We are talking about Apple, the corporate descendant of Steve Jobs, which will release a series of new products, starting to iPhone 6 which could very well spark another tech rally, or crunch.
Investors will be looking at the Apple releases and deciding whether the tech giant has rediscovered the mojo Steve Jobs gave the company before his death, or continues to struggle for inspiration.
Apple shares ended trading Friday night, our time, in a holding pattern on Friday, closing up 0.9% to $US98.97 ahead of the big launch, which will hark back to the company’s foundations three decades ago.
The company will launch the 6th version of the iPhone (with a watch type device also tipped for release) at the Flint Center in Cupertino in California, which is where Apple and Jobs first launched the Macintosh computer 30 years ago.
Apple is expected not only to reveal the sixth version of the iPhone, but with two models, clearly identified as the Pro and the Air, instead of the C and S classifications, as with some previous models.
That seems to be a new move by the company to bring the same identification to iPhones that exists in its lap tops (the Mac Pro and the Air (lighter, smaller version).
The two new iPhones will come with larger screens expected to be made of a tough new sapphire material.
One version reportedly will have a 4.7-inch display (up from 4 inches for the iPhone 5), and Apple will also introduce the other with a 5.5-inch screen, as a competitor to Samsung’s Galaxy Note.
Media reports suggest that Apple will double the maximum amount of storage in the new phones to 128 gigabytes.
And Apple is expected to make its long-awaited entrance into the wearable computing market with what some are calling the iWatch.
The watch will give consumers access to Apple’s iOS operating system on their wrists, taking on Android-powered smartwatches from Samsung and LG and Intel, this week.
Apple is also expected to reveal an updated version of the iOS (version 8).
Apple is aiming the new iPhone for the Christmas and holiday shopping season. In 2013, Apple sold 51 million iPhones during the last quarter of the year, almost 7% more than the final quarter of 2012.
One possible new feature for the new phone and perhaps other existing products is the iWallet, which would get Apple into mobile payments (like the near field credit cards).
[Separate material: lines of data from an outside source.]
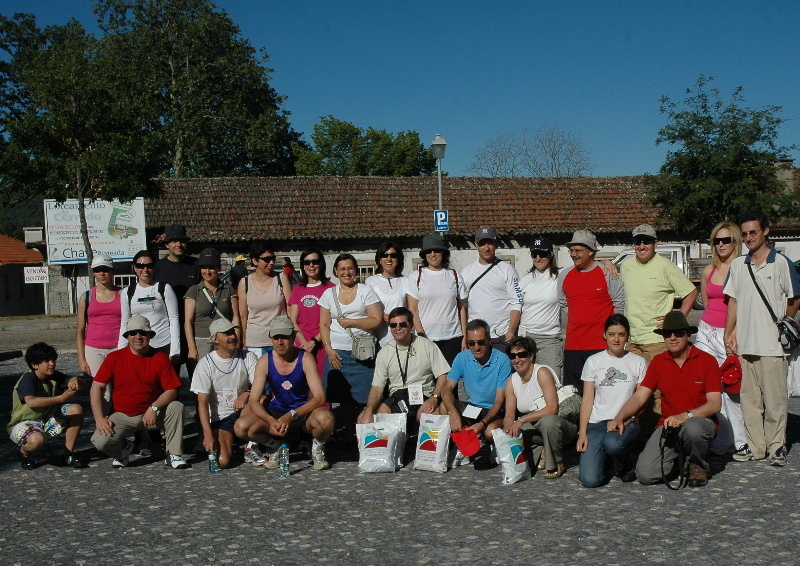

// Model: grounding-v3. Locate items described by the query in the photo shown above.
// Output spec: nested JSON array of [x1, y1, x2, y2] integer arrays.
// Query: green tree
[[0, 14, 164, 265], [95, 0, 304, 177], [296, 115, 436, 176], [647, 75, 797, 238]]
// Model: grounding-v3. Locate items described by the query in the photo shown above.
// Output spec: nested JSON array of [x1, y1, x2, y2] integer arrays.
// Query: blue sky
[[3, 1, 799, 177]]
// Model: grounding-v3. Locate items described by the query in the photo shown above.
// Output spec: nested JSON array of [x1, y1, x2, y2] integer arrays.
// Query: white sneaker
[[311, 443, 330, 470], [449, 446, 468, 468], [112, 439, 134, 468], [265, 449, 280, 469], [244, 442, 267, 466], [164, 452, 190, 469]]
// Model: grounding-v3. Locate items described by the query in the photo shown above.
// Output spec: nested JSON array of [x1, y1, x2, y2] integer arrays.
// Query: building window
[[115, 275, 137, 288], [357, 264, 375, 281]]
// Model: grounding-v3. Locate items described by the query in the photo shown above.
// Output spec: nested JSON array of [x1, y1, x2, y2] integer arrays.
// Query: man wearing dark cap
[[91, 315, 189, 469], [557, 230, 625, 393], [461, 226, 523, 354], [156, 224, 201, 376], [609, 312, 721, 487]]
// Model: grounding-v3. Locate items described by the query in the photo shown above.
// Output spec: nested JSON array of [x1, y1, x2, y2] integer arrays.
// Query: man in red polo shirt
[[609, 311, 721, 487]]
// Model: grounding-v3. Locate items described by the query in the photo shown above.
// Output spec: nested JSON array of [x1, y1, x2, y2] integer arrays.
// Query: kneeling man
[[609, 312, 721, 487], [91, 315, 188, 469], [234, 315, 334, 470]]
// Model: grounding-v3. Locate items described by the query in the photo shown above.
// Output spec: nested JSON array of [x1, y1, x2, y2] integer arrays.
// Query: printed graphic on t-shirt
[[599, 366, 629, 386], [301, 294, 320, 308]]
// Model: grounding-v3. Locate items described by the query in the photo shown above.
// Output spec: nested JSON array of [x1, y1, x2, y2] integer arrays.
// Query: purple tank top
[[701, 267, 728, 328], [267, 350, 309, 413]]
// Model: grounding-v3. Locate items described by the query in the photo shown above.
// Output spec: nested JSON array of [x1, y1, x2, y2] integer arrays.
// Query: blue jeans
[[579, 420, 640, 488]]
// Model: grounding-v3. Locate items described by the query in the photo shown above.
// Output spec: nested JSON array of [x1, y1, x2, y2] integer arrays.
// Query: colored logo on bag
[[509, 436, 526, 465], [418, 427, 439, 451], [363, 432, 388, 449]]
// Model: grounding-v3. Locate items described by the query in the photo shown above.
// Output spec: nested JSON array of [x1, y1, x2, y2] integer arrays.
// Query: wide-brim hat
[[164, 224, 191, 242], [207, 317, 238, 343], [419, 232, 448, 257], [123, 315, 156, 338], [565, 229, 598, 251], [653, 311, 698, 336]]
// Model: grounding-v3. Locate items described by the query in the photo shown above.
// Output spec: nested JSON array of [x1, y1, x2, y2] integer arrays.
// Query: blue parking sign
[[434, 210, 449, 232]]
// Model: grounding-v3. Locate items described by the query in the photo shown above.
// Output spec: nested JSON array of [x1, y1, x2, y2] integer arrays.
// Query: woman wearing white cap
[[76, 255, 123, 378]]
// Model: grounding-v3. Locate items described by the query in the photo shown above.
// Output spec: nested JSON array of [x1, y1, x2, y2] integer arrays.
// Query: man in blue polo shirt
[[441, 319, 512, 468]]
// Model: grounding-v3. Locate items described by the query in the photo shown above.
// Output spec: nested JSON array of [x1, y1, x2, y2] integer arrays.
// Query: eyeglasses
[[663, 330, 689, 338], [380, 252, 399, 259], [257, 255, 276, 263], [530, 251, 551, 259], [127, 330, 150, 337], [134, 262, 153, 269], [568, 247, 589, 255], [302, 259, 321, 266], [713, 237, 733, 245], [467, 339, 490, 347], [389, 321, 409, 329], [92, 267, 112, 273], [508, 351, 530, 360], [633, 238, 656, 246], [743, 230, 761, 237]]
And then there’s the US jobs report for August which surprised on the downside, helping markets finish a messy week on an up note as investors pushed out the timing of the Fed’s first rate rise since late 2008.
The report showed the number of new jobs created fell to just 142,000, and an additional 28,000 jobs were cut from the reports in June and July.
It was the smallest rise since December, and fell well short of the 228,000 gain forecast by the market. But there were one off factors in retailing and car making which seem to have impacted the report, as well as a drop in the number of people looking for work.
The latter saw the unemployment rate drop to 6.1% to match a six-year low.
The hiring slowdown ended a six-months of 200,000 or more jobs a month being created.
US jobs print disappoints
But digging deeper into the report, the drop came from a couple of short term factors – thousands of employees at a supermarket chain in New England called Market Basket had their hours cut or they walked off the job to protest the firing of a well-liked chief executive. That strike has now been resolved.
And US car makers Auto laid off fewer workers in July ahead model changes, so they recalled fewer employees than usual in August.
US analysts say its likely the report will be upgraded in the monthly reports in the next two months.
But the best sign from the report was an increase in hourly wages after no change in July. Wages rose 0.2% to $US24.53.
That left wages over the past 12 months up just 2.1%, about steady with inflation, which is an improvement on being substantially behind inflation, as they were earlier in the year.